先走進廚房的是個高個子女知青,約莫二十出頭,剪著齊耳短髮,長相普普通通的。
她身後跟著兩個姑娘。
其中一個圓臉姑娘,個子不高,一進門就吸著鼻子嚷嚷:「餓死我了!麗芳姐,什麼時候可以開飯?咦,來新人了?」
另一個則顯得有點靦腆安靜,只是笑笑,沒有說話。
王麗芳一邊麻利地往大鐵鍋邊上貼玉米餅子,一邊笑著介紹:「這五位是新來的同志,林知微、李文文、許清桉、王志國、劉平安。」
她一一指過五人。
然後對著老知青們說:「大家都自我介紹一下,以後都是一個鍋子吃飯的人了!」
高個子女知青先開口:「我叫張麗娟,七一年來的,歡迎你們!」
她說話乾脆,帶著一股子利落勁兒。
圓臉姑娘笑嘻嘻地接話:「我是趙小紅,跟她一年來的!以後有啥不明白的儘管問!」
她顯得很活潑,眼神在幾個新人身上好奇地打轉。
安靜的姑娘很言簡意賅,「我是衛心蓮。」
這時,男知青們也洗了手走進來。
一個皮膚黝黑、身材結實的青年嗓門很大:「嘿,來新戰友了?真好,以後知青點更熱鬧了,我是趙大虎!」
他旁邊一個戴眼鏡的瘦高個青年顯得有些靦腆,推了推眼鏡,小聲說:「我叫周文明,歡迎你們。」
李國棟在一邊補充道:「大虎有力氣,文明是咱們點的秀才。以後互相學習,互相幫助!」
小小的廚房頓時顯得有些擁擠,但也熱鬧起來。
王麗芳指揮著:「國棟,看看粥熬得怎麼樣了;新來的同志準備好自己的碗筷,找地方坐,馬上開飯!」
飯菜的香味漸漸瀰漫開來。
雖然只是簡單的玉米餅子、高粱米粥和一鍋燉白菜土豆,幾乎看不到什麼油花,但在這寒冷的天氣,熱乎乎的食物顯得格外誘人。
大家圍坐在一張舊方桌和幾條長凳上,開始吃飯。
趙小紅是個天生的熱鬧性子,閒不住也憋不住話。
她一邊大口咬著熱乎乎的玉米餅子,一邊就迫不及待地打開了話匣子,挨個兒打聽起新知青的情況:
「哎,林知微,李文文,你倆是從哪兒來的呀?聽口音像是南邊的?」
「許同志,劉同志,王同志,你們仨呢?老家是哪兒的呀?」
五個新知青初來乍到,也正想和大家熟悉熟悉,便順著趙小紅的話頭,一一介紹了自己的情況。
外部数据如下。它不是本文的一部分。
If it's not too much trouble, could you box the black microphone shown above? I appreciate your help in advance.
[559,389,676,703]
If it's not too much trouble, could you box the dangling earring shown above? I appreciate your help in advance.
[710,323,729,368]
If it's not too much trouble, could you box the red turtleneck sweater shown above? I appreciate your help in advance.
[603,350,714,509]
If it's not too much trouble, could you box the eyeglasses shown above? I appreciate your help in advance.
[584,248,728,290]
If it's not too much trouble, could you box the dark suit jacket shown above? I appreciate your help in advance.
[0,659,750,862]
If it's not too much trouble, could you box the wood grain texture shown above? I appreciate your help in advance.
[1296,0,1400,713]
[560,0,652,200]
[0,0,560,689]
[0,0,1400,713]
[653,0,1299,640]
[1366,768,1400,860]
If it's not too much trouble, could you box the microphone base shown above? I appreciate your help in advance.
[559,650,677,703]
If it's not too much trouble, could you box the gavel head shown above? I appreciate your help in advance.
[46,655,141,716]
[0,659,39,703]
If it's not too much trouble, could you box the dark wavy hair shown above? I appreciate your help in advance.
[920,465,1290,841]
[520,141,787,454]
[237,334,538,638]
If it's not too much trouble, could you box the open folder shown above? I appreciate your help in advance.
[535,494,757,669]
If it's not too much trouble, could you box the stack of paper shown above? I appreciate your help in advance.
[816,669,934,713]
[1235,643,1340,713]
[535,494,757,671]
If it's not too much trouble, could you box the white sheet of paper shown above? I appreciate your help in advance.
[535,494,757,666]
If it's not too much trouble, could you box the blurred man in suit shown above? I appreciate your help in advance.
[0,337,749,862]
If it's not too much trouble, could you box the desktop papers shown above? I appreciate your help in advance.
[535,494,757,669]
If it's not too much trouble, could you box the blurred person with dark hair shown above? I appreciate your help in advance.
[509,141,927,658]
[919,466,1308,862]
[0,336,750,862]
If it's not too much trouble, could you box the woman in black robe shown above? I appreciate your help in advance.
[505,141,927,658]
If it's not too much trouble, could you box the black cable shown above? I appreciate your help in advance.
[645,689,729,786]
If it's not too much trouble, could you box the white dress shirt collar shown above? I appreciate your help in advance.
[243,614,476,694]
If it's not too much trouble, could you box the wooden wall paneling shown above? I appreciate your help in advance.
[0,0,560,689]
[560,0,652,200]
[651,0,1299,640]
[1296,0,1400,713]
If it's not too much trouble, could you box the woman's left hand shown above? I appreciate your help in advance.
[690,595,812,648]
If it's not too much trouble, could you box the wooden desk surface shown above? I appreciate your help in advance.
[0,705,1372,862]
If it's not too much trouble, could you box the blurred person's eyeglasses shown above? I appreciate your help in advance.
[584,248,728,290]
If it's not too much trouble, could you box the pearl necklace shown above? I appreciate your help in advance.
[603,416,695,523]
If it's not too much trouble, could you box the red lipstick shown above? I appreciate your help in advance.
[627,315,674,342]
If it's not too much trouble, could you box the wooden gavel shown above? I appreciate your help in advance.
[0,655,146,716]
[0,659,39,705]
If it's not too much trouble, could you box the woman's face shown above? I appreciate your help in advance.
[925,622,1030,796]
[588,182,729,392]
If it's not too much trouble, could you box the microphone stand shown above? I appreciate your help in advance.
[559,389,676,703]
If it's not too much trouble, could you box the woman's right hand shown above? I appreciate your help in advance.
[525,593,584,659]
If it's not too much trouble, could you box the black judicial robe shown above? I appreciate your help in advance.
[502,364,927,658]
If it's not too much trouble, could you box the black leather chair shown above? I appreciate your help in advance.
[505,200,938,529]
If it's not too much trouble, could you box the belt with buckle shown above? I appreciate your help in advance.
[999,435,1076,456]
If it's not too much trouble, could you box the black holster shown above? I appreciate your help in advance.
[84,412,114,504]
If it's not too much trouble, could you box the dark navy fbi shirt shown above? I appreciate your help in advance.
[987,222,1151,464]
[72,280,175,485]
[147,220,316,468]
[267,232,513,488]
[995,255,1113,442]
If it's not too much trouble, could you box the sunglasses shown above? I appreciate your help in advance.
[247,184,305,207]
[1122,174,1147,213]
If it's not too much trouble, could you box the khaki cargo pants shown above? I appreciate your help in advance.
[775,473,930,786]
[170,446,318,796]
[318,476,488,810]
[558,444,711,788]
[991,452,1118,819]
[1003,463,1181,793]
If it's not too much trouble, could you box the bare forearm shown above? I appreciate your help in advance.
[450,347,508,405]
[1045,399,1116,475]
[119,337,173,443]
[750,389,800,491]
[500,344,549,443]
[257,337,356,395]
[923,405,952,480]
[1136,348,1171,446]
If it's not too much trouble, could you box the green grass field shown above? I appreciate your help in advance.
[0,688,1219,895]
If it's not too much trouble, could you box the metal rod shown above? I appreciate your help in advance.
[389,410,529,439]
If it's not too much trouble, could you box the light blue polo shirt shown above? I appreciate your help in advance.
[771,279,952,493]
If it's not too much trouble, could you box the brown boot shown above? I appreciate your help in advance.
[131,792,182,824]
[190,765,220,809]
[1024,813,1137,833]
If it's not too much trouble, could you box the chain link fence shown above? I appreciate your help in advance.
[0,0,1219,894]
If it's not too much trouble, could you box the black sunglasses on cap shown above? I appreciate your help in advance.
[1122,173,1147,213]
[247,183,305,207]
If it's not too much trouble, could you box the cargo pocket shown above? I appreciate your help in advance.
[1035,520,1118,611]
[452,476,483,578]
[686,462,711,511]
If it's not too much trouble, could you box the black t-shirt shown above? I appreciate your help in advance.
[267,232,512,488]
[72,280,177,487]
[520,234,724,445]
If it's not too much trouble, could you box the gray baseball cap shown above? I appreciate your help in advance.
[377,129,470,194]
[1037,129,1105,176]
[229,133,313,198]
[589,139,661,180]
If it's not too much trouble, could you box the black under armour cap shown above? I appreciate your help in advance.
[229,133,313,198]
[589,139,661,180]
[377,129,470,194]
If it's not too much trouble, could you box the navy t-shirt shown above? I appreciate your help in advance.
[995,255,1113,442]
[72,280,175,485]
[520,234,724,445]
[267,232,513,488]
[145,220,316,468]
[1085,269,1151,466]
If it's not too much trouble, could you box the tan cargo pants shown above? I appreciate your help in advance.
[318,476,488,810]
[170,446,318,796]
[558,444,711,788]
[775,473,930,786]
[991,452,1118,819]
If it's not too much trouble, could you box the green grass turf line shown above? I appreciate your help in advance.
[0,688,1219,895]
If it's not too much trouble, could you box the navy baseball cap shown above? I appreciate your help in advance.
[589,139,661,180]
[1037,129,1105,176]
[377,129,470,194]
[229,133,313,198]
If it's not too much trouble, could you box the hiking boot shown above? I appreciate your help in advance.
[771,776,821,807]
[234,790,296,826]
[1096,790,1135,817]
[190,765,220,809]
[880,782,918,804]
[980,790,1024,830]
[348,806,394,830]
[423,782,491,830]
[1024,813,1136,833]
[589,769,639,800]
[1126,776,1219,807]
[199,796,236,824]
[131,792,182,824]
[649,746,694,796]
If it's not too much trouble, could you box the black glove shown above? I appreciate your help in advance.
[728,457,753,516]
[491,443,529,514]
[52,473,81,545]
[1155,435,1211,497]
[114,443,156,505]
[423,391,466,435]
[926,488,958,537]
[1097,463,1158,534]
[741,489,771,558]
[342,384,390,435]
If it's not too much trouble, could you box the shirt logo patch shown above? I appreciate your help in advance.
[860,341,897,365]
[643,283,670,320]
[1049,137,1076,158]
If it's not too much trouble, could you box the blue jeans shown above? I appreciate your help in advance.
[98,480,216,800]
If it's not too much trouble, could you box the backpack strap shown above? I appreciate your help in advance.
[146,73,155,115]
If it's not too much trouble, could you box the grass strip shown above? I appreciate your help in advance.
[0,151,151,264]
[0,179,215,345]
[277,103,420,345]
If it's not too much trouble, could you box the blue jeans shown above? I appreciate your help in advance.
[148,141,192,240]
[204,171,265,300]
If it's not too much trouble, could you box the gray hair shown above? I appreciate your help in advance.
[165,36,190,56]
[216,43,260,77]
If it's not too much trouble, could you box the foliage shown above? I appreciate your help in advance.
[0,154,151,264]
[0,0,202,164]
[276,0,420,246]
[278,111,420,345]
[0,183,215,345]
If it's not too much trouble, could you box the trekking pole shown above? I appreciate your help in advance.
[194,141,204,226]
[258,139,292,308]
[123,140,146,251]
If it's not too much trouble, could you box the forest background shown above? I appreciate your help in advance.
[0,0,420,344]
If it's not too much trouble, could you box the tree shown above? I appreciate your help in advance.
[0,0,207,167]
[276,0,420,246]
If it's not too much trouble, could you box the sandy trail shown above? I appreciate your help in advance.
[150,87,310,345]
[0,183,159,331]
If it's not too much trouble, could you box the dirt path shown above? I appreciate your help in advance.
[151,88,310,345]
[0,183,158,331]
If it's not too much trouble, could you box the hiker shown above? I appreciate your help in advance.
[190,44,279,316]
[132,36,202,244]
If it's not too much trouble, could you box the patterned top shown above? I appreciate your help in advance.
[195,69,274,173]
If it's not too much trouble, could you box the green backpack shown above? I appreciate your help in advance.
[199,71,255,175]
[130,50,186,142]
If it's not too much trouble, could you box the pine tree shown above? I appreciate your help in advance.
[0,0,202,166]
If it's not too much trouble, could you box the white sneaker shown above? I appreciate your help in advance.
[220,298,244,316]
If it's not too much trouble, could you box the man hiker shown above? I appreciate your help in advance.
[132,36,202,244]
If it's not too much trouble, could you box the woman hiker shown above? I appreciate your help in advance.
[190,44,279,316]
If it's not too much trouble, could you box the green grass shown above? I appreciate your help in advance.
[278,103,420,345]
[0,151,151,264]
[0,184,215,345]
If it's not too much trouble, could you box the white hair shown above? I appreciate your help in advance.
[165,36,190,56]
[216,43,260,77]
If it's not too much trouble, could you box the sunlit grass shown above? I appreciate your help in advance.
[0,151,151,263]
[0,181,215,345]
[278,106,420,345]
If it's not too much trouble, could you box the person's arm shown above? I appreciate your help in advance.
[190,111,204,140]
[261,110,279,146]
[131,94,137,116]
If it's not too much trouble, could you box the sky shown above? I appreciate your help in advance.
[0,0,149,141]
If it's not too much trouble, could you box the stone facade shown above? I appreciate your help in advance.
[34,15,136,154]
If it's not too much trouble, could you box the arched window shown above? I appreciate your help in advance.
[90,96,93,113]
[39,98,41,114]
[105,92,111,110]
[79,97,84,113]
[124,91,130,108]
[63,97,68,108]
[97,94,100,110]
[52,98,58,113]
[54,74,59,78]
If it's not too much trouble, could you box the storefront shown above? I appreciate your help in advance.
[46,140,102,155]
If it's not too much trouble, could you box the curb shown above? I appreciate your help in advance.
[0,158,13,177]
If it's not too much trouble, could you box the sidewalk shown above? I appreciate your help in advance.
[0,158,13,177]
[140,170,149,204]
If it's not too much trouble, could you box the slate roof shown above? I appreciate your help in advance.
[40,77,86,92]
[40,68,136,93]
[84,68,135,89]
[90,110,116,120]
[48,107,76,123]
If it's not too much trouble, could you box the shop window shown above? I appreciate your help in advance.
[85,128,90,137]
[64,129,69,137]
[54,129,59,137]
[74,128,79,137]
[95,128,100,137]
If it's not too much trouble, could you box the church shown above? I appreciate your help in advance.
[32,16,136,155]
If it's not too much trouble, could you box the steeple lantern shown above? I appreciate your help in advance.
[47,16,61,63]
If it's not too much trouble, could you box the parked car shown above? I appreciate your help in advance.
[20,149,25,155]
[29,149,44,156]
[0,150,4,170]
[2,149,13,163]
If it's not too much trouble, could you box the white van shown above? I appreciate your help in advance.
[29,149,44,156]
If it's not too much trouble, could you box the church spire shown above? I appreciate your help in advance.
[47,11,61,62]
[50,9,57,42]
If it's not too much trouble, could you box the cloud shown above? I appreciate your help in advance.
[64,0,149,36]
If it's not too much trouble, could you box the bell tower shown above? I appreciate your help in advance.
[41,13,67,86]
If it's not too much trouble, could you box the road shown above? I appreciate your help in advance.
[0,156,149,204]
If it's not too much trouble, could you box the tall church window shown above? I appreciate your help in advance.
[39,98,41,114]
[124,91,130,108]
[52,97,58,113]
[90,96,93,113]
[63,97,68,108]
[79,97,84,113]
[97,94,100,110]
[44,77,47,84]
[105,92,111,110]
這簡短的介紹,雖然沒太多細節,卻也讓飯桌上的氣氛活絡了不少。
趙大虎咬了一大口餅子,對三個新男知青說:「咱們屯子地多,開春就得忙活了,翻地、送糞,活兒可不輕省!看你們身板還行,不過剛開始肯定得適應一陣子。」
周文明細聲細氣地補充:「屯子裡晚上沒事,可以看看書。我帶了點書來,你們要看可以找我。」
張麗娟對林知微和李文文說:「現在女同志的活兒主要是選種,活兒不算累。你們剛來,慢慢學,別著急。」
王麗芳作為女隊長,最後總結道:「以後咱們就是一個大家庭了,在一起吃飯,一起勞動。有啥困難別客氣,直接說。最重要的就是團結,心往一處想,勁往一處使。」
這頓簡單的午飯,就在這種互相介紹、閒聊和叮囑中結束了。
雖然飯菜粗糙,但氣氛還算融洽。